Friday, December 17, 2010

5 stages of grief.

You're supposed to go through these in order, apparently. So far I'm not following the norm, but in my life, I never really do. It's supposed to start with denial, move to anger, begin bargaining, fall into depression and finally accept it. Well, I'm like a bull in a china shop right now, crashing from one to the next.

Really I started with denial before my love even told me about the decision of male transformation. I honestly thought that if Papi just kept binding, packing and using the men's washroom that would be enough. From the beginning of our relationship, my love has been vocal about removing those beautiful breasts through 'top surgery'.

I could understand Papi's pain in a way, because I have never been happy about my own breasts and wanted to have a breast lift since I was a teenager. I have never wanted them to be bigger, I've wanted them smaller so I would never have to wear a bra like some of my itty bitty titty friends. That has always been my dream. But I learned to accept my breasts and I found million dollar bras that made me feel more comfortable about them.

I've never really been happy with anything about my body and my eating disorder has hindered what I see in the mirror. I had to come to terms with my disease and take control of it. I now have control over the disorder, it doesn't rule my life anymore, but I still see distorted images of myself in the mirror. I honestly don't see the 'tiny' body people tell me I have. I just accept that they see something different than I do.

Anyway, back to the stages. When Papi first told me of the decision to become an F-M, depression set in and it hasn't left. I have cried tears of grief over losing my wife every day but 3 for a month now. Sometimes I feel like when I'm being honest with my love about my feelings, I'm giving Papi a look into my war trenched brain and I have hopes that this will give my love a hint that I would like to bargain.

I won't bargain out loud, because I cannot be the one to ask my love to change anything about this decision. If my love does anything to change this decision, then that choice wouldn't be for Papi, it would be because of my pain over the whole thing. If that happened, there would be resentment on my love's behalf, because Papi wouldn't be doing it for anyone but me. It would destroy our relationship. Resentment seeps into love and rots it.

So, just as my fear predicted, there were the words last night from my love, "I'm going to stay on a low dose of testosterone."

I was terrified. Was Papi doing this for me? Oh my god, if that's the case then there could be bitterness in the future. I said, "You can't do this for me. It will destroy our relationship."

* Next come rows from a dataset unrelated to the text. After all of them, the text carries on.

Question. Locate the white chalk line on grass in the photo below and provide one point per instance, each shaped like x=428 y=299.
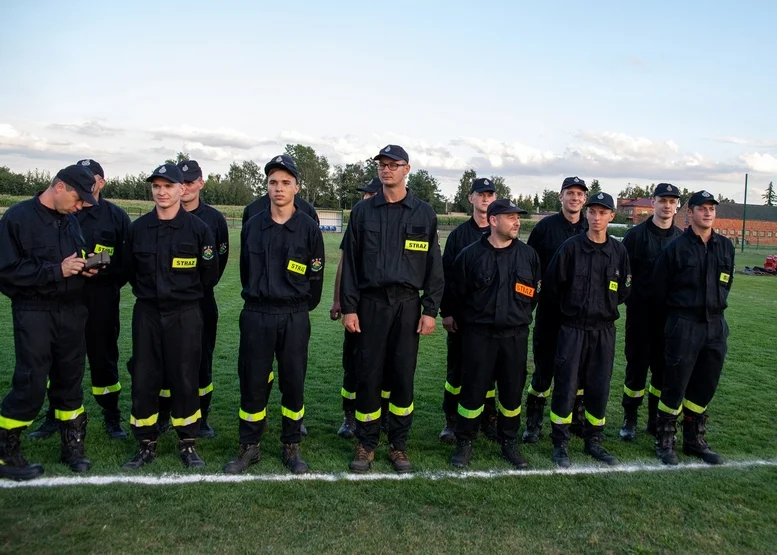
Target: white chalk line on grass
x=179 y=479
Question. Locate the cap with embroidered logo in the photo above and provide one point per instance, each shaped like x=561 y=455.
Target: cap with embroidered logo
x=167 y=171
x=601 y=199
x=81 y=179
x=395 y=152
x=190 y=169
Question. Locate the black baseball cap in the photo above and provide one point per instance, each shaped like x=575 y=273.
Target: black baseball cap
x=395 y=152
x=701 y=197
x=504 y=206
x=92 y=166
x=167 y=171
x=190 y=169
x=282 y=162
x=81 y=179
x=573 y=182
x=482 y=185
x=666 y=190
x=601 y=199
x=372 y=187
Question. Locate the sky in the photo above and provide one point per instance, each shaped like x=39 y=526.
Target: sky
x=624 y=92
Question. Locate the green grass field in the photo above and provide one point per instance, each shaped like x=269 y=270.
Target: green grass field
x=722 y=510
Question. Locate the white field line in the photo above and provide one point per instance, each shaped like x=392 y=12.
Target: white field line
x=178 y=479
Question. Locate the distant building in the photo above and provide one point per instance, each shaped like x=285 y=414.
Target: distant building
x=760 y=229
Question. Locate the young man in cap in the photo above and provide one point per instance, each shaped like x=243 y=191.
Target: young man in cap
x=644 y=320
x=282 y=273
x=390 y=254
x=42 y=262
x=692 y=278
x=263 y=202
x=482 y=194
x=546 y=237
x=493 y=289
x=190 y=199
x=104 y=228
x=348 y=391
x=589 y=276
x=171 y=262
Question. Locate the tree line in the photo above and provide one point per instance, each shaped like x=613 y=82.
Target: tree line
x=327 y=186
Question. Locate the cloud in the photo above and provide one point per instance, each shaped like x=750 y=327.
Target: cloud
x=92 y=128
x=225 y=138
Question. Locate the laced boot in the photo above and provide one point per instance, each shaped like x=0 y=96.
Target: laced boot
x=290 y=456
x=463 y=453
x=535 y=406
x=189 y=456
x=448 y=435
x=694 y=444
x=146 y=454
x=73 y=434
x=666 y=428
x=13 y=465
x=629 y=430
x=399 y=460
x=362 y=460
x=348 y=428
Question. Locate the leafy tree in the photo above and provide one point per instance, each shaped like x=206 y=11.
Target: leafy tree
x=461 y=199
x=770 y=197
x=427 y=188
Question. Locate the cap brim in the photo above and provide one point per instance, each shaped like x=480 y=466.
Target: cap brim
x=278 y=166
x=390 y=155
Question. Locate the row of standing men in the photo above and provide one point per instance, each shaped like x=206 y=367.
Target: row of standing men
x=390 y=254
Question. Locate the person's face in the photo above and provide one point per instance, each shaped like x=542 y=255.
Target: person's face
x=191 y=189
x=599 y=217
x=392 y=173
x=166 y=194
x=481 y=199
x=572 y=199
x=66 y=199
x=665 y=207
x=281 y=187
x=506 y=226
x=702 y=216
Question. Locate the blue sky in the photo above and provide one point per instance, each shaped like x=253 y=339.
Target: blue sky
x=620 y=91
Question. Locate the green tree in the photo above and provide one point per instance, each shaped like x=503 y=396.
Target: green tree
x=427 y=188
x=550 y=201
x=461 y=198
x=314 y=179
x=770 y=197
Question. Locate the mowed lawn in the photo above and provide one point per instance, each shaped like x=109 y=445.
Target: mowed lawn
x=693 y=511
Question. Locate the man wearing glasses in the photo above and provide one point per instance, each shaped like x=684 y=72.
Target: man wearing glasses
x=390 y=254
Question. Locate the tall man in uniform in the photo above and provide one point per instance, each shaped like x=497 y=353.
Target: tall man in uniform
x=546 y=237
x=41 y=267
x=104 y=228
x=644 y=320
x=171 y=262
x=348 y=391
x=482 y=194
x=494 y=284
x=589 y=276
x=390 y=254
x=282 y=273
x=693 y=277
x=263 y=203
x=190 y=199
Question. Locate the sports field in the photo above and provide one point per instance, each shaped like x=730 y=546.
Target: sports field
x=644 y=508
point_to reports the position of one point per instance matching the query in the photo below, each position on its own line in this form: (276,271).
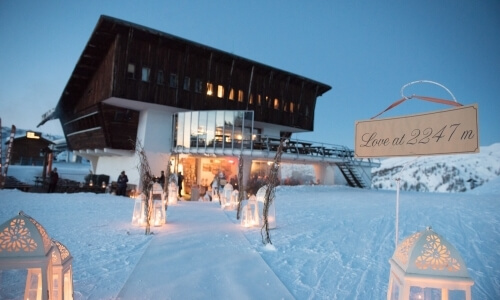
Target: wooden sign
(448,131)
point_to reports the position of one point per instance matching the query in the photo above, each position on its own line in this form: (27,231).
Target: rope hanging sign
(448,131)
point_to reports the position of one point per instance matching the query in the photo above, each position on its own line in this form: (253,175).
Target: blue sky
(365,50)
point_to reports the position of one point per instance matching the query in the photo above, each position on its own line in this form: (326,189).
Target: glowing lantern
(172,193)
(158,205)
(140,213)
(271,215)
(62,273)
(426,266)
(225,198)
(24,244)
(234,199)
(250,213)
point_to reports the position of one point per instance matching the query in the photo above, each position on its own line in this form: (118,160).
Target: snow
(331,242)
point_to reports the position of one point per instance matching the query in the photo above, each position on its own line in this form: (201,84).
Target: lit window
(131,71)
(220,91)
(276,103)
(173,80)
(198,87)
(145,74)
(210,89)
(161,78)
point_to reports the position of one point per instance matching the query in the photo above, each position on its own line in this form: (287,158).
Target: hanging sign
(448,131)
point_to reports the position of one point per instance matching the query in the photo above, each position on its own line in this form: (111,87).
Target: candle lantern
(62,273)
(25,244)
(250,213)
(139,214)
(172,193)
(226,196)
(158,205)
(426,266)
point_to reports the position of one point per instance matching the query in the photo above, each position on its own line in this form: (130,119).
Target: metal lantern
(25,245)
(426,266)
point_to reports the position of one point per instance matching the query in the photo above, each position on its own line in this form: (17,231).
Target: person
(54,178)
(180,178)
(161,180)
(122,184)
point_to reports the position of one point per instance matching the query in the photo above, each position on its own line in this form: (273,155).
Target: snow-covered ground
(332,242)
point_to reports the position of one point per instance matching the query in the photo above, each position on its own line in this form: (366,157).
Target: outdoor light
(139,214)
(62,273)
(172,193)
(426,266)
(156,195)
(24,244)
(250,213)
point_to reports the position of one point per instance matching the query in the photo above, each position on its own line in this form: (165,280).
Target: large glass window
(145,74)
(214,129)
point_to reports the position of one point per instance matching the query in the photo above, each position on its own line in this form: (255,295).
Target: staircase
(353,172)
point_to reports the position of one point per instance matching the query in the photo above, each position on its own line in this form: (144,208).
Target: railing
(264,143)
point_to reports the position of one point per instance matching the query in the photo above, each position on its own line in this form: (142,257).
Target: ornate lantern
(62,272)
(25,245)
(426,266)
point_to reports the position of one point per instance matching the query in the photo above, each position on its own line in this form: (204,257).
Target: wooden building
(27,149)
(131,82)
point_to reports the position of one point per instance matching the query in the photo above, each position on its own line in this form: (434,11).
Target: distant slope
(443,173)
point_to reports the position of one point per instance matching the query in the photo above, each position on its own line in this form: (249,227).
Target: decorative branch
(272,181)
(146,183)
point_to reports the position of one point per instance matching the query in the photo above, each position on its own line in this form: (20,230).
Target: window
(187,83)
(161,78)
(173,80)
(145,74)
(210,89)
(131,71)
(240,96)
(276,103)
(220,91)
(198,87)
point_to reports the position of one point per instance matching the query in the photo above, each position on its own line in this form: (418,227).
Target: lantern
(157,197)
(426,266)
(62,273)
(225,197)
(172,193)
(139,215)
(24,244)
(250,213)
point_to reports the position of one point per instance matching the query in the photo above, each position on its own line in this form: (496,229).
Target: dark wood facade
(129,61)
(27,151)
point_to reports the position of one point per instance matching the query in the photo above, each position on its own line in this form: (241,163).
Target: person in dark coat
(180,179)
(161,180)
(54,178)
(122,184)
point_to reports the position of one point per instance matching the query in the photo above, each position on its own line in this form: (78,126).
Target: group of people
(122,180)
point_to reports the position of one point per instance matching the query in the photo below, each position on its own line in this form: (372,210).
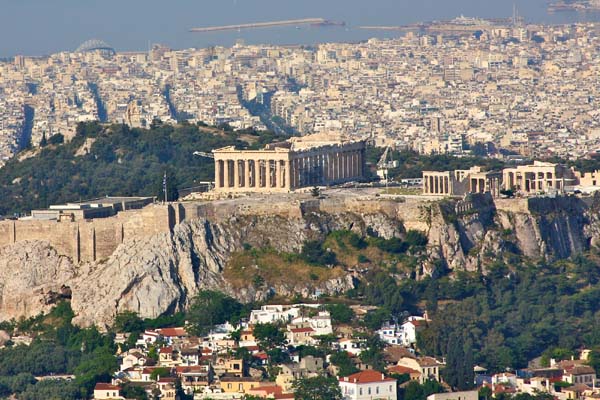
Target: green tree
(485,393)
(160,372)
(128,321)
(373,354)
(210,308)
(268,336)
(342,360)
(340,313)
(313,253)
(317,388)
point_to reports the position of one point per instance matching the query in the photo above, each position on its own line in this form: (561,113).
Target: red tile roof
(106,386)
(398,369)
(171,332)
(368,376)
(301,330)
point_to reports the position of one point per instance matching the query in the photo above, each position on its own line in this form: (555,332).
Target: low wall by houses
(91,240)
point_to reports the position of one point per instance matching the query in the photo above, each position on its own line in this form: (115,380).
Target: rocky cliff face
(161,273)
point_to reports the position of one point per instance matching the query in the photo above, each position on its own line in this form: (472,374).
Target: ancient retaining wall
(91,240)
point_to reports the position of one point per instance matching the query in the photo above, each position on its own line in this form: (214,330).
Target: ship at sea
(329,22)
(574,5)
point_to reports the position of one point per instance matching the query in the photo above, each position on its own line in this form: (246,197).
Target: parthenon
(313,160)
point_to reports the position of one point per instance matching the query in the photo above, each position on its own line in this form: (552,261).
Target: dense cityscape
(528,89)
(411,218)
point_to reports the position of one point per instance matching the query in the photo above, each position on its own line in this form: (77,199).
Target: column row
(436,184)
(326,168)
(252,173)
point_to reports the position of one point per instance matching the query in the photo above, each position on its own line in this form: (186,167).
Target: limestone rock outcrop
(160,273)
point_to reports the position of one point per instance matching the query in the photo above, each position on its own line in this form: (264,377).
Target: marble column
(236,174)
(218,171)
(288,175)
(226,172)
(247,174)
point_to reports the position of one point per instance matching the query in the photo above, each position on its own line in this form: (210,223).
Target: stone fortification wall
(407,210)
(90,240)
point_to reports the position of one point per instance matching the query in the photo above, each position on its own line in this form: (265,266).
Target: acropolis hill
(152,260)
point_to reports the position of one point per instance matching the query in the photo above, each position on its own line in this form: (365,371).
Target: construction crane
(384,164)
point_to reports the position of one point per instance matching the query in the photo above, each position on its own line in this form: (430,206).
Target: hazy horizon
(40,27)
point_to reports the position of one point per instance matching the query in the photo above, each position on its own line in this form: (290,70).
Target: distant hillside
(115,160)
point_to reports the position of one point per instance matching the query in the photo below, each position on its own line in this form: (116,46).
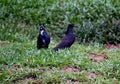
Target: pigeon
(43,38)
(67,40)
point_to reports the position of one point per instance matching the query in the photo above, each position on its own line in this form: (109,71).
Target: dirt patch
(68,81)
(109,46)
(70,69)
(26,78)
(96,58)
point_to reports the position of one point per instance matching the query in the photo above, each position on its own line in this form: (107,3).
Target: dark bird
(43,38)
(67,40)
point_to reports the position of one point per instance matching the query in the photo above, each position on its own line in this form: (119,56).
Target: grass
(23,63)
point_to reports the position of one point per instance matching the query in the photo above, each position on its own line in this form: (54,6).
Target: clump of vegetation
(95,19)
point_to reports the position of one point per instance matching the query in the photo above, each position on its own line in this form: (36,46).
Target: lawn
(88,61)
(23,63)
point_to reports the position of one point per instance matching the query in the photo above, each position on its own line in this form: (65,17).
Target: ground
(82,63)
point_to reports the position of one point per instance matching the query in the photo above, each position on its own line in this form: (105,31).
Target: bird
(67,40)
(43,39)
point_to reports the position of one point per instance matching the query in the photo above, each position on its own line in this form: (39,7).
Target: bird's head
(70,28)
(71,25)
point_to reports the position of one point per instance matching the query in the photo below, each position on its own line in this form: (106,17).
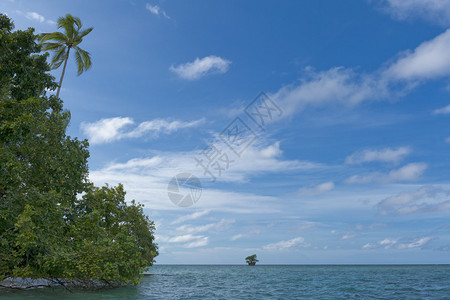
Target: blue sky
(354,167)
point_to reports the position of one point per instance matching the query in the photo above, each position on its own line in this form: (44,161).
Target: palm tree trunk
(64,70)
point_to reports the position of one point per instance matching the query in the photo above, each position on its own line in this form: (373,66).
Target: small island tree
(251,260)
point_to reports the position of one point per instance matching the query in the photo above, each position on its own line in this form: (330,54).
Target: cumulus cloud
(35,16)
(399,243)
(221,225)
(429,60)
(435,11)
(423,200)
(318,189)
(156,10)
(189,240)
(382,155)
(346,87)
(114,129)
(285,245)
(146,179)
(201,67)
(409,172)
(335,86)
(347,236)
(192,216)
(442,111)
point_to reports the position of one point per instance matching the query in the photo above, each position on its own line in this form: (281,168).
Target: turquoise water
(271,282)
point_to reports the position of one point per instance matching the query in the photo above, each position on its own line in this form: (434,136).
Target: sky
(312,132)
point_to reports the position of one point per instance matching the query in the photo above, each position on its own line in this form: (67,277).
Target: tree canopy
(251,260)
(61,44)
(54,223)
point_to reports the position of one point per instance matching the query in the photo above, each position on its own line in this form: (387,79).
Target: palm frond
(58,58)
(77,22)
(83,59)
(56,36)
(85,32)
(67,24)
(50,46)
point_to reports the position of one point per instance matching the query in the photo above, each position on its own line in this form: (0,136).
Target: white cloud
(237,236)
(335,86)
(409,172)
(383,155)
(201,67)
(399,243)
(444,110)
(156,10)
(35,16)
(113,129)
(348,236)
(221,225)
(284,245)
(425,199)
(429,60)
(345,87)
(318,189)
(192,216)
(105,130)
(191,241)
(435,11)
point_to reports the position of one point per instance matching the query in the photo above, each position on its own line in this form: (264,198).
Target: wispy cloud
(409,172)
(285,245)
(192,216)
(156,10)
(189,240)
(430,60)
(34,16)
(114,129)
(318,189)
(399,243)
(346,87)
(222,224)
(442,111)
(425,199)
(382,155)
(435,11)
(201,67)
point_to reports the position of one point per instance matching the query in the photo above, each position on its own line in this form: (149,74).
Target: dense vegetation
(54,223)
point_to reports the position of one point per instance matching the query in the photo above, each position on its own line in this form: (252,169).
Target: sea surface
(271,282)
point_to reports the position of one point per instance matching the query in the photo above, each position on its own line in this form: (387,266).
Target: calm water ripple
(271,282)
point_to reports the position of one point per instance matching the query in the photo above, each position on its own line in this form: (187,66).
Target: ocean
(271,282)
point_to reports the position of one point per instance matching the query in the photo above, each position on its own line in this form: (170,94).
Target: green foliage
(61,44)
(251,260)
(47,230)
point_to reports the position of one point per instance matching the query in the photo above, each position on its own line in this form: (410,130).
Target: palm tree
(61,43)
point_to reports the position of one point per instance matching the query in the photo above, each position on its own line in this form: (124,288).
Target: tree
(62,43)
(47,230)
(251,260)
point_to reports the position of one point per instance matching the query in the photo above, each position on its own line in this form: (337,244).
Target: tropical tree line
(54,223)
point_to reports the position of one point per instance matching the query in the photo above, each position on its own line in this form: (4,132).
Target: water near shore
(271,282)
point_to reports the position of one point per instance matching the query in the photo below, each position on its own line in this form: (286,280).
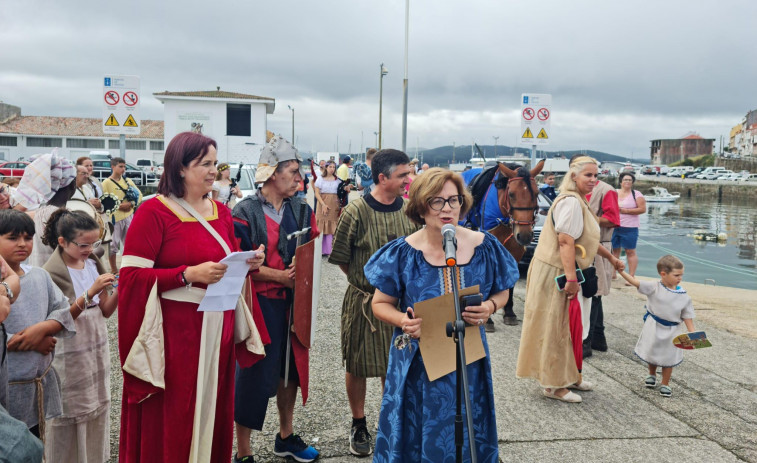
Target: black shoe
(360,441)
(247,459)
(599,345)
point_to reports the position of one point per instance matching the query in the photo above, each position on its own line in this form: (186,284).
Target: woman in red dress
(178,394)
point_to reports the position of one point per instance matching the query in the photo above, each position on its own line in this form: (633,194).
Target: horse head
(518,200)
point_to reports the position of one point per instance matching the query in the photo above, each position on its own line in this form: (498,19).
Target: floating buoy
(702,235)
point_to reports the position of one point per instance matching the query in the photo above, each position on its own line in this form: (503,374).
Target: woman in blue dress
(417,415)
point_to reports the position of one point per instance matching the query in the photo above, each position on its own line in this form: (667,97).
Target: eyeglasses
(83,246)
(437,203)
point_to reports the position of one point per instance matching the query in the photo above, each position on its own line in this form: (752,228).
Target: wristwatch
(8,291)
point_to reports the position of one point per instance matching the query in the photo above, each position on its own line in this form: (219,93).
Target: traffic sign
(130,98)
(121,103)
(536,117)
(112,97)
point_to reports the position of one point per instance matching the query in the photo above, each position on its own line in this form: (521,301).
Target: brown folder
(437,349)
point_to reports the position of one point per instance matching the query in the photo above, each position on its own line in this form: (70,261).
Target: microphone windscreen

"But I see you crying every day and I don't want my decision to be what destroys our relationship."

So. There was a bit of bargaining. I just stared at Papi and didn't say anything more. I can't be the one to make any decisions for my love. I have to remain silent when it comes to this. I already harmed the heart of Papi by telling the truth about the change in smell I've noticed and how it affected me.

This is so hard. This is the hardest, fearful and lonely thing I've ever gone through in my life. My gorgeous wife is leaving me and is being replaced with a person I don't even get to see or meet until they're here. I don't know who this person will look like and they are not who I married. I married my beautiful butch. All I want is my beautiful butch.

The grief is overwhelming. If this is the depression part of the stages, I really don't want to see the anger part! It might be over the top! In my life, I've noticed that a sign of my own depression is when I take on strangers as if I were a mama bear and god forbid anyone do wrong.

It happened on my 'off day' day off from speaking to 'you' my imaginary friend. I saw a man hit a woman because the elevator was too full and she was trying to tell him to stop pushing. Nobody did anything, so I intervened by stopping the elevator door with my foot, grabbing him by the shirt and telling him to "Get the fuck off this elevator NOW!"

He was shocked and slightly afraid, but I saw him look for any kind of evidence that I was someone with lawful authority. When he realized I wasn't that person, he told me he was staying on this elevator. I told him I would remove him if he didn't do it himself and then everyone left the elevator leaving me, the other crazy person alone with the nutbar.

Finally, a man bigger than me decided to take control and I happily allowed him to. When I got on the next elevator with all the people who had left the violent man, one woman said, "You're very brave to have done that, but you have to be careful. You don't know what you're dealing with."

I replied, "Oh I know exactly what I was dealing with!" Us crazies know each other well.

"But he could have hit you."

"I would have hit him harder." And I looked at the 80-something man beside me who gave me the nod of approval.

Yup. When I'm crazy, I'm really crazy. I wanted to take out all the hurt and pain on someone who really deserved it. I would have become that mama bear that in the past has lifted a man off the ground by way of his shirt and slammed him against the wall, leaving him to piss himself.

He was drunk and was warned about my precious keyboard that he was leaning too close to. He fell on it and spilled his beer onto the knobs. I saw red and it resulted with him running out of the party with piss stained pants practically crying of fear. I was too busy trying to save my keyboard to notice the flee.

I don't know where this mama bear comes from, but when she's here, she's a scary person. My heart's pounding just thinking about her. She's an odd part of my personality. If I'm having a depression over the grief this bad, I'm very afraid about the anger stage.

I would like to just jump to the acceptance part if I could. That would please me. I want someone to tell me how to do this. Anyone?